Zusätzliche Spannungen gab es, weil die radiologische Praxis sich mit Blick auf die anstehenden Bauarbeiten auf dem Klinik-Gelände regelrecht überrollt fühlte: Zeitweise liefen die Planungen darauf hinaus, das Baufeld für den Neubau direkt an den jetzigen Sitz der Praxis zu rücken. Angesichts ihrer erschütterungsanfälligen MRT-Geräte wurde den Ärzten angst und bange. Zumindest an diesem Punkt gibt es jetzt allerdings eine Lösung.

Frostiges Klima

Dennoch ist das Klima wegen der außerordentlichen Vertrags-Kündigung zum 30. Juni nun nicht mehr nur kühl, sondern richtig frostig. In der Neubauplanung für das Klinikum Mitte kommt die Praxis schon gar nicht mehr vor. Fair play sieht anders aus, findet Lentschig. Der 47-Jährige wirft Hansen vor, die Kündigung diene allein dem Zweck, die Praxis mit allen Mitteln zu Zugeständnissen zu zwingen.

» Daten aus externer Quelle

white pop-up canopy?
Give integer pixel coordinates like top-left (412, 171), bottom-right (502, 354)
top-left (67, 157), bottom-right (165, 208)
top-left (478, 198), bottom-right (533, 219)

Hansen dagegen betont, das Krankenhaus brauche jetzt, wo die Bauphase unmittelbar bevorstehe, Handlungsfähigkeit. Es habe viele Gespräche gegeben, um sich mit der Praxis zu einigen - ohne Erfolg. Das betreffe nicht nur die seit 2008 laufenden Versuche, grundsätzlich zu einer neuen Arbeitsteilung bei der MRT-Diagnostik zu kommen. Auch die Gespräche darüber, wo die Praxis während der Bauzeit untergebracht werden soll, seien gescheitert. Kurz: Die Verträge seien gekündigt worden, "weil wir eine Klärung der Situation wollen - auch für die Bauphase."